The radiographic Sherman score correlated significantly with KOOS and VAS (Table 6). As this study population did not feel subjective instability symptoms after ACL tear, post-traumatic degenerative changes to the knee joint seem to be the primary cause of pain and reduced quality of life in these patients.

Analysing our data and published literature, we could not find a single instrument qualified to identify patients suitable for conservative treatment after ACL tear. Subjective instability symptoms like the giving-way phenomenon in daily life have shown to be the best anamnestic sign that ligament reconstruction is appropriate. On the other hand, individuals suitable for conservative treatment are patients with limited demands on activity. Typically, they are older than 30 years and not involved in ball or other high impact sports [33].

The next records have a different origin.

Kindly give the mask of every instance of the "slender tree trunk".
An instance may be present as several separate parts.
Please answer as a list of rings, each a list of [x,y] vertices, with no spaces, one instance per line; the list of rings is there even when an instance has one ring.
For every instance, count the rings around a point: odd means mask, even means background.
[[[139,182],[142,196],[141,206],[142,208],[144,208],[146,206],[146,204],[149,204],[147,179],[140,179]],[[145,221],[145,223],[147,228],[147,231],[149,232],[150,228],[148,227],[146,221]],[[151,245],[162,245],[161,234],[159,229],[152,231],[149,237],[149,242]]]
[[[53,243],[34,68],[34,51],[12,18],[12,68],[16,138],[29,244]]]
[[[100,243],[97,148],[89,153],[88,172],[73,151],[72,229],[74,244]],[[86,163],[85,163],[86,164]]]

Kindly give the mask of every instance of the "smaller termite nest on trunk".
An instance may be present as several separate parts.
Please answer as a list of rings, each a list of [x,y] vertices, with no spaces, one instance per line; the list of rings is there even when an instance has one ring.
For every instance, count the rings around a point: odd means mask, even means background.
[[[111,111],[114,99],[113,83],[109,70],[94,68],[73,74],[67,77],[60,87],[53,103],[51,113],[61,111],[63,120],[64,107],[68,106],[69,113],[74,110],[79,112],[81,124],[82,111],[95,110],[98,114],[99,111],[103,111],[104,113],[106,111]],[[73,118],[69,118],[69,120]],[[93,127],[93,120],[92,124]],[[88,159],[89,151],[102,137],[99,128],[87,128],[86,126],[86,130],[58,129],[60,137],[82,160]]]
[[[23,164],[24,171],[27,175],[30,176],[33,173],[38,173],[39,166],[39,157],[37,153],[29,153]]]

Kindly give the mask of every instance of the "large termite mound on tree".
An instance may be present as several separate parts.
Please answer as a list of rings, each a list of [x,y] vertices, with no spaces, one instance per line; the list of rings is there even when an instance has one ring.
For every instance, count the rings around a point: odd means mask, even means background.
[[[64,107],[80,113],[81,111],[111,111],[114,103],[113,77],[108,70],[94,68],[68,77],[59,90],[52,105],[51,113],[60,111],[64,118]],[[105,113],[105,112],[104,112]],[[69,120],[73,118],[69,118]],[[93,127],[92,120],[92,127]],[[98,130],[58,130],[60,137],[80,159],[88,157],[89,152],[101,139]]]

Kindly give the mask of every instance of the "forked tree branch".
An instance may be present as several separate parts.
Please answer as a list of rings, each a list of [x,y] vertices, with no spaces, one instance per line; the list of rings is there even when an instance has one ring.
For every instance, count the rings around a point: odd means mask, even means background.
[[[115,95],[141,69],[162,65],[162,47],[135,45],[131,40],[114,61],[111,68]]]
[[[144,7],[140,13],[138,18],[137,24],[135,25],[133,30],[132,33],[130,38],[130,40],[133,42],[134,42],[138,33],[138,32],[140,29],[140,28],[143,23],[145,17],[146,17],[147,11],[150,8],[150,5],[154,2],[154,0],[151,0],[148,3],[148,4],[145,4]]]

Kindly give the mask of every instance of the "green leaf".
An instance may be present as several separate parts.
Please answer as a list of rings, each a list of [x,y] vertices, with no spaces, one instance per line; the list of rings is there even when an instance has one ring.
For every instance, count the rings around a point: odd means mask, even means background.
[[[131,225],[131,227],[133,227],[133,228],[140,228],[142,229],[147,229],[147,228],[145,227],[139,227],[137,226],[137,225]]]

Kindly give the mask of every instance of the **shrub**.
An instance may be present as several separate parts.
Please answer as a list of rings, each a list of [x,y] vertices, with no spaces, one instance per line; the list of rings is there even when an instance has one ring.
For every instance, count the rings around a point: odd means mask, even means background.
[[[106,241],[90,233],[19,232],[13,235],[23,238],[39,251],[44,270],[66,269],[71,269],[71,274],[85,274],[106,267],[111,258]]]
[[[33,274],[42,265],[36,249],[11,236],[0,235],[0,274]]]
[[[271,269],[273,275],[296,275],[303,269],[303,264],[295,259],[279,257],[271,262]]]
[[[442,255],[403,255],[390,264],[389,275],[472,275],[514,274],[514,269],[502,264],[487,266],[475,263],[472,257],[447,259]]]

In regards to arthroscopy of the knee, technology and technique improved over time. At the start of this study in 1985, we already had video arthroscopy available and used it frequently in all knee arthroscopies. Also back then, we used standard anterolateral and anteromedial portals, as we still do in 2016. Over time the video quality improved. At the same time, we as surgeons became more experienced and better in evaluating the normal anatomy and pathologies in the knee joint. In our opinion, technological progress, but even more surgical experience helped to improve knowledge about detailed anatomy and pathologies of the intra-articular knee joint structures. In this regards, we emphasise the importance of evaluating also the posteromedial aspect of the intra-articular knee by moving the arthroscope far posterior between the medial femoral condyle and the cruciate ligaments into the posteromedial compartment. Otherwise ACL tear accompanying posterior medial meniscal root injuries might be missed.

Conclusions

Conservative treatment of ACL tear is a good treatment option for patients with limited demands regarding activity. Patient age, sportive activities, and foremost subjective instability symptoms in daily life should be considered when deciding for or against anterior cruciate ligament reconstruction.